The encounter was a reminder of how important Taiwan chip production is to U.S. national security

House Speaker Nancy Pelosi (D-Calif.) at the Legislative Yuan in Taipei, Taiwan, on Aug. 3. (I-Hwa Cheng/Bloomberg)

House Speaker Nancy Pelosi (D-Calif.) had lunch with two top executives from Taiwan’s biggest semiconductor manufacturer during her whistle-stop tour of the island, underscoring how vital computer chips have become to U.S. national security.

In a Facebook post on Wednesday, Taiwanese President Tsai Ing-wen said that Pelosi and she attended a lunch with Morris Chang, the founder of Taiwan Semiconductor Manufacturing Company, and its chairman, Mark Liu, as well as Cheng Jianzhong, vice chairman of electronics manufacturer Pegatron.

“Everyone exchanged views on the deepening of cooperation between Taiwan and the United States in various fields. . . . Taiwan and the United States not only share the values of democracy, freedom and human rights, we also continue to work together on economic development and democratic supply chain cooperation,” Tsai said.

Taiwanese media, citing comments from a Taiwanese legislator, reported that Pelosi also held a separate conversation with TSMC’s Liu to discuss chips. TSMC spokeswoman Nina Kao said Liu attended the lunch but didn’t meet privately with Pelosi.

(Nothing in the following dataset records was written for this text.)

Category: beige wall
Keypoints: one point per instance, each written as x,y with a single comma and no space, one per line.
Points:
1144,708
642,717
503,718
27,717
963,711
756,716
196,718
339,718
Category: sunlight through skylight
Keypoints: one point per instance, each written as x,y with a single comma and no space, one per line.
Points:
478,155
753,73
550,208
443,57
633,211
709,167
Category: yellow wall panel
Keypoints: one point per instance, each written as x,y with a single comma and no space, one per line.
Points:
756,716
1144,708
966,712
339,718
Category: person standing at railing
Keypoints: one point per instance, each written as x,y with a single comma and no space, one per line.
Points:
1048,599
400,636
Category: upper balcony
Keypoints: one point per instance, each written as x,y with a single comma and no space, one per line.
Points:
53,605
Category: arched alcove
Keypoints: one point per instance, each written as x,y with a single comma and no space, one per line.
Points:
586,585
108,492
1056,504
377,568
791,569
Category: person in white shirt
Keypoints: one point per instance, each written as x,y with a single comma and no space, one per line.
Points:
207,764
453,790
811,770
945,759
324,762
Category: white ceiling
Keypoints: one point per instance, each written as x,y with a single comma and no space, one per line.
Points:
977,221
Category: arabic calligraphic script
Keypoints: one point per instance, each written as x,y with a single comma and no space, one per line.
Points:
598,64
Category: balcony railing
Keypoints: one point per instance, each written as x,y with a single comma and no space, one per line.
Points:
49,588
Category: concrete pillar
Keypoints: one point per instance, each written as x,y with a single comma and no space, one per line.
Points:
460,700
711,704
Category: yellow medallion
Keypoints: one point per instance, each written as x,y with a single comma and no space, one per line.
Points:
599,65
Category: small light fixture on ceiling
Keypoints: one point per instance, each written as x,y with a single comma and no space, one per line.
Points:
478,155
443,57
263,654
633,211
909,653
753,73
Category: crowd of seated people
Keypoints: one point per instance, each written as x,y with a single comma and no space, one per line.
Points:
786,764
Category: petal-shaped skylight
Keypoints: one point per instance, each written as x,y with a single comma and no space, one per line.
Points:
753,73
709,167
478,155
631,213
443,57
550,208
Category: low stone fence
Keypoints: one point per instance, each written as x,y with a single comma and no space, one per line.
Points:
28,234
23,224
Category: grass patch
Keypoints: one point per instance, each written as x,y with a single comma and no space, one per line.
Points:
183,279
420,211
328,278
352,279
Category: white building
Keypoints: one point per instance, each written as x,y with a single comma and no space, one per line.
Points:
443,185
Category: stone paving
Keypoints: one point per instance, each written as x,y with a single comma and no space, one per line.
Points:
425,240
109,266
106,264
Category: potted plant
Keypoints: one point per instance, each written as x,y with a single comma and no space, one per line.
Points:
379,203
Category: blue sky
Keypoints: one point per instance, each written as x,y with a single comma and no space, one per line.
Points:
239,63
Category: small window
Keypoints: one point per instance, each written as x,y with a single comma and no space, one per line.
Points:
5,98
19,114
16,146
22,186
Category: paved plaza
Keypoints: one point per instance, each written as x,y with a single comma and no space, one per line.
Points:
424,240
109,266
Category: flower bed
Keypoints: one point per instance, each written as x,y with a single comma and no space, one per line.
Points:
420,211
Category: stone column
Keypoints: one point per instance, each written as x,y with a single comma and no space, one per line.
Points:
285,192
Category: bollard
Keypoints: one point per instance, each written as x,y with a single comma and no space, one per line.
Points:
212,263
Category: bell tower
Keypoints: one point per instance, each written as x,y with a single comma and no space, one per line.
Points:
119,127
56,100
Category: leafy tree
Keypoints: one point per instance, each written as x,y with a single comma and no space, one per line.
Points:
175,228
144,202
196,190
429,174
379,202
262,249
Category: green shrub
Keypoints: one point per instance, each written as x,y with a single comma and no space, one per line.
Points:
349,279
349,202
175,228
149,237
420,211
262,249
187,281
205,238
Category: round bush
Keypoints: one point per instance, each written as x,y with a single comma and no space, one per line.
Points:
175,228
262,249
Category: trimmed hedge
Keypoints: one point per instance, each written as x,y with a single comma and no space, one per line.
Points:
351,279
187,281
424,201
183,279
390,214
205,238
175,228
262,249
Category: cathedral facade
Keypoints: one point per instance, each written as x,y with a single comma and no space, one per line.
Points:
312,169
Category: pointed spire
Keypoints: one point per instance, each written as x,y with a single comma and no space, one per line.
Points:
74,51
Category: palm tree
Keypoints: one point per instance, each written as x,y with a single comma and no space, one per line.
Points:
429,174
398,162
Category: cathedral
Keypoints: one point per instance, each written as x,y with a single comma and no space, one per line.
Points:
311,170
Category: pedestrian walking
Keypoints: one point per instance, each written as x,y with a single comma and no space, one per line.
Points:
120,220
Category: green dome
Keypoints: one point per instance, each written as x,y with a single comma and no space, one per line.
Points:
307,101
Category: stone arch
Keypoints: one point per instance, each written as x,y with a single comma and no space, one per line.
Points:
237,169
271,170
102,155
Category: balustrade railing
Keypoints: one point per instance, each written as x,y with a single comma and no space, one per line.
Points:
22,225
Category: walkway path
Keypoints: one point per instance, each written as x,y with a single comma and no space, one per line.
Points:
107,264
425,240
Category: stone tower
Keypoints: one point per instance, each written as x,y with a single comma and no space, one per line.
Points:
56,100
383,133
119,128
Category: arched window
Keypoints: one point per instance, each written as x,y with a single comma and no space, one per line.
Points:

The speaker’s office didn’t respond to a request for comment.

The discussions came just days after Congress passed the Chips and Science Act, which provides $52 billion in subsidies to incentivize chip manufacturers to build factories in the United States.

TSMC is expected to receive a chunk of those subsidies to help fund manufacturing facilities it is building in Arizona.

In a statement, Pelosi said her delegation “conveyed how our CHIPS and Science Act will go a long way to strengthening both our economies, as well as expressed our support for a 21st Century trade framework.”

TSMC is the world’s biggest chip manufacturer and a vital supplier to the United States and other Western nations. It is by far the largest of Taiwan’s chipmakers, which together produce more than 90 percent of the world’s highest-tech chips, according to the Semiconductor Industry Association. The United States uses TSMC-manufactured chips in F-35 fighter jets, Javelin missiles and other military equipment.